>>512039958 (OP)
"These Canaanite gods were the same as those of Phoenicia, whose altars the bold sailors of Tyre and Sidon established wherever they penetrated, that is, not only in Carthage, but along the entire Mediterranean coast, on the western and northern coasts of Europe, on the western coast of Africa, and as far as the Red Sea.
There was Moloch, the bull-god (elsewhere honored under the names of Melkarth and Baal), with his gigantic molten statue, hollow and red-hot, into which human victims were thrown; Moloch, of whom the golden calf was only the emblematic figure, and who demanded from his faithful the most painful sacrifice: that of their firstborn child.
There was also Astarte, the goddess of lust, with her colleges of sacred courtesans, with her obligatory prostitution of all women, at certain festivals of the year.

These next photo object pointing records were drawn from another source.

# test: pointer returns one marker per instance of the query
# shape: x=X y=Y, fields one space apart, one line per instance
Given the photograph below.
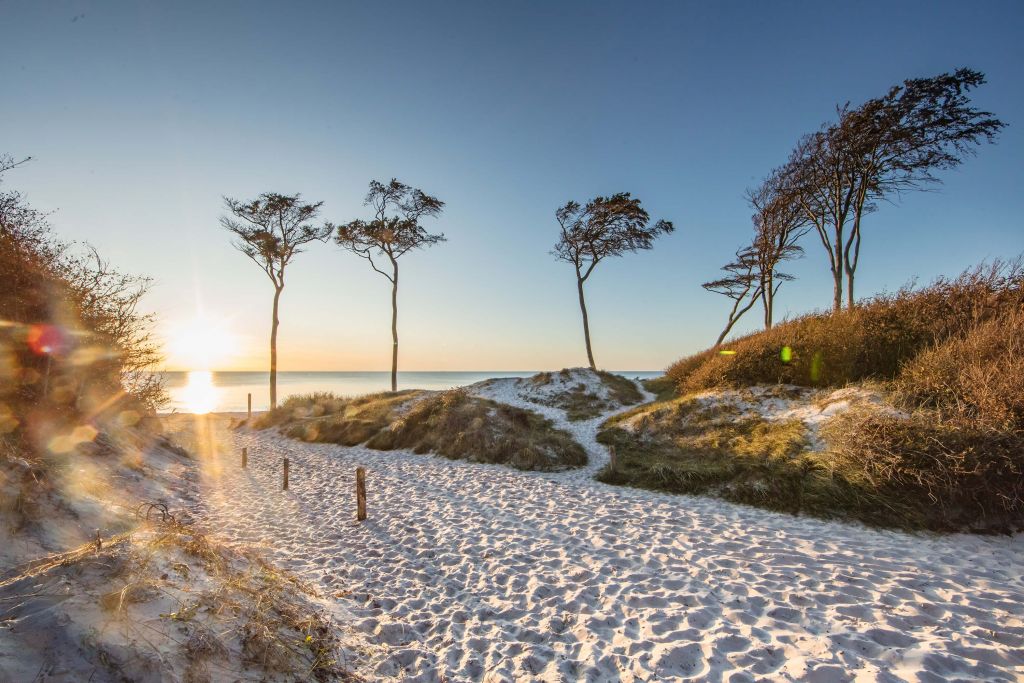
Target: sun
x=203 y=343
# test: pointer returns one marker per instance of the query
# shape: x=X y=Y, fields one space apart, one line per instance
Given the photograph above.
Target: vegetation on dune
x=75 y=350
x=453 y=424
x=457 y=425
x=838 y=174
x=950 y=356
x=693 y=446
x=167 y=598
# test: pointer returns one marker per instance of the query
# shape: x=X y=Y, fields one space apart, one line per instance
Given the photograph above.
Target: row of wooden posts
x=360 y=483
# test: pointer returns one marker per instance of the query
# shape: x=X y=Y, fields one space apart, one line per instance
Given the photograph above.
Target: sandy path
x=480 y=572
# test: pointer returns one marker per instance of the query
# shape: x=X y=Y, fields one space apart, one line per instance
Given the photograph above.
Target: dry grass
x=932 y=473
x=580 y=403
x=459 y=426
x=872 y=341
x=951 y=353
x=452 y=424
x=323 y=403
x=168 y=601
x=975 y=378
x=685 y=445
x=352 y=421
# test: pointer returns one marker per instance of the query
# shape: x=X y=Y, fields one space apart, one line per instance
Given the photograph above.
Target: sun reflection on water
x=200 y=395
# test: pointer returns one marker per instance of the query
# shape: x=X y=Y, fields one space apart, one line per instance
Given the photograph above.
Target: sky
x=140 y=117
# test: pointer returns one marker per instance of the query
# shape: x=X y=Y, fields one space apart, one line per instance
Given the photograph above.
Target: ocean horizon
x=227 y=391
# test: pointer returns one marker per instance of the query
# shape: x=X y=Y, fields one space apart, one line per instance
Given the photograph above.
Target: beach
x=478 y=572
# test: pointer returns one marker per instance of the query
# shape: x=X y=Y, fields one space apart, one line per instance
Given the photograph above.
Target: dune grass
x=168 y=601
x=452 y=424
x=580 y=402
x=873 y=340
x=691 y=446
x=463 y=427
x=950 y=356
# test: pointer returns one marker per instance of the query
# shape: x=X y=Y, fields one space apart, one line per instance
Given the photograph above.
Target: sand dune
x=479 y=572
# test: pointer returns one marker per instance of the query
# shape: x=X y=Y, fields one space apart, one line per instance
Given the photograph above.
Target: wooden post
x=360 y=494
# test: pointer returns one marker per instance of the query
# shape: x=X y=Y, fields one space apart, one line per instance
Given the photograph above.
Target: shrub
x=940 y=475
x=871 y=341
x=976 y=378
x=457 y=425
x=453 y=424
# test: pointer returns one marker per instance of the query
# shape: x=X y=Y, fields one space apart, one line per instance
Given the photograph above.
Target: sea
x=204 y=391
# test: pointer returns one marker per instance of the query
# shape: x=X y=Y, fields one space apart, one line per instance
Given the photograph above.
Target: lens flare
x=200 y=395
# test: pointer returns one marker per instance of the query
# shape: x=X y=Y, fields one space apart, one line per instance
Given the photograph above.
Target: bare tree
x=270 y=230
x=741 y=284
x=817 y=179
x=900 y=139
x=886 y=146
x=605 y=226
x=778 y=225
x=393 y=231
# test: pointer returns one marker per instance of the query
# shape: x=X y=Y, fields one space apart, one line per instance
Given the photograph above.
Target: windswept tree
x=754 y=274
x=393 y=231
x=884 y=147
x=817 y=178
x=778 y=225
x=741 y=284
x=606 y=226
x=271 y=229
x=901 y=139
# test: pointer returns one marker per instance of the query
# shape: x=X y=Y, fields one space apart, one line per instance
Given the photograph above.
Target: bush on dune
x=453 y=424
x=309 y=407
x=871 y=341
x=949 y=355
x=459 y=426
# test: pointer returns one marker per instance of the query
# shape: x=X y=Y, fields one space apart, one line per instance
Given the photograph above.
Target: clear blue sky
x=140 y=116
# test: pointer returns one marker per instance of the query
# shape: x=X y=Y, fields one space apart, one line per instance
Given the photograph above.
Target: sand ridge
x=479 y=572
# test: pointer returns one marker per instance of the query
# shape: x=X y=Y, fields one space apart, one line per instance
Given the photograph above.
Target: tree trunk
x=838 y=288
x=394 y=329
x=586 y=324
x=273 y=348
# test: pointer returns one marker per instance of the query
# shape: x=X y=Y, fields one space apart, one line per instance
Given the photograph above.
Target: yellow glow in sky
x=202 y=343
x=200 y=395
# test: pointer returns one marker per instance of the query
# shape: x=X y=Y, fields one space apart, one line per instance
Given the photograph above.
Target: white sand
x=478 y=572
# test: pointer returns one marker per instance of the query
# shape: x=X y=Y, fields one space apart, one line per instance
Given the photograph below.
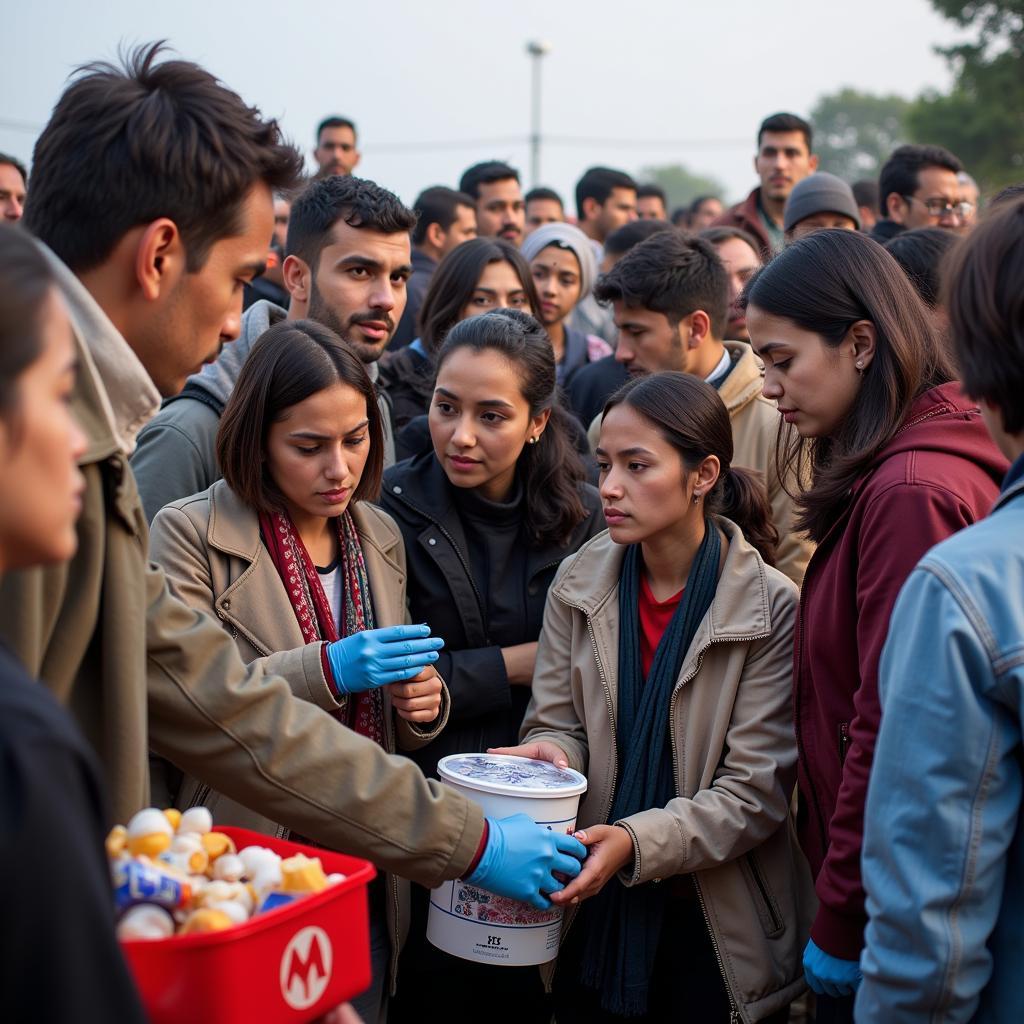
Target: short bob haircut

In the aftermath of the conquest, as when they were masters of the land, under their Judges as under their Kings, the Hebrews devoted themselves in large numbers to the worship of Moloch and Astarte, erected "high places" for them and made their children "pass through the fire." The Prophets never cease to reproach them for these human sacrifices which, even today, have not so disappeared among the Jews that one cannot find some trace of them in the practice of "ritual crime."
This atrocious cult has left traces even in our language. When the Romans settled in Sardinia, which had long been a Phoenician possession, they found it covered with burning statues erected to Moloch. The screams and wails of the human victims thrown into the terrifying machine merged, outside, into a kind of terrifying sneer, which the Romans called the "Sardinian laughter" or "sardonic." We still use the word without thinking of the memories it evokes."